I’ll be honest. I’m not a football fan. To me, the Super Bowl was about a live Lady Gaga concert (which slayed BTW) and the ads. There are high expectations. Each 30-second spot costs an estimated $5-5.5 million—an unfathomable amount of money. For that big of an investment, I guessing you really want your spot to make a statement. You need something that will get shared online the day after the big game and that people will talk about.
This year, funny wasn’t enough. The biggest, most talked about ads were ones with a social message. There was Audi’s take on gender equality and equal pay. Budweiser ended up with a very timely ad, even thought it was filmed months in advance. Airbnb went with #weaccept, which was very intentional as the brand has been firm in taking a stance.
One ad I saw shared a ton was the 84 Lumber ad, which was deemed too controversial to be aired in its entirety. But very quickly people realized there was a social message, just not the one they thought.

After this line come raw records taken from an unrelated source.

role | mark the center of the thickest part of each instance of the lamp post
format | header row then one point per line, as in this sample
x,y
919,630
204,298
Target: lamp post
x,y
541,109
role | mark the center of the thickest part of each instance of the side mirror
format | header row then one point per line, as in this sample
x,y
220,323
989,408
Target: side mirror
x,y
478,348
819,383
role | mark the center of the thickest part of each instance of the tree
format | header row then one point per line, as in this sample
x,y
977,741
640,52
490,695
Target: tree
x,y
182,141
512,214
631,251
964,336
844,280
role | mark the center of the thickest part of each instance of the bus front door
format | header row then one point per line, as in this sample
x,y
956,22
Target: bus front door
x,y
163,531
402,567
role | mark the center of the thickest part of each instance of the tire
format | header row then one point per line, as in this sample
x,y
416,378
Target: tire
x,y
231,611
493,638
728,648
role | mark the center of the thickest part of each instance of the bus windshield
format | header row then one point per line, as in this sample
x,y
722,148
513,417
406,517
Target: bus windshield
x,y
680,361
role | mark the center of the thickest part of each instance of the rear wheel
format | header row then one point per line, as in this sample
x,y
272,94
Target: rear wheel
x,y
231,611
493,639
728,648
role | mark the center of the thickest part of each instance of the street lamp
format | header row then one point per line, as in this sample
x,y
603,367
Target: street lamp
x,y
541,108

I wondered, is this shift going to be permanent? Will brands and companies unapologetically state their public opinions? PR Week tackled this almost a year ago in fact, as we were headed deep into the election season. The author made the case that brands will (and should) have strong viewpoints.
"And why not? Voters only have a say about their elected officials every few years, but they’re in contact with some brands several times a day. Ask around, and I’ll bet many people could more easily pick a company that identifies with their values than a candidate for office,” he wrote.
Fair enough. People are being encouraged to vote with their wallets and demanding more from companies. *cough*Uber*cough*
However, brands need to be authentic about it. They can’t jump on the bandwagon because it seems like a marketing trend. Last week, SNL took note of the big, broad messages in advertising and skewered it with Cheetos.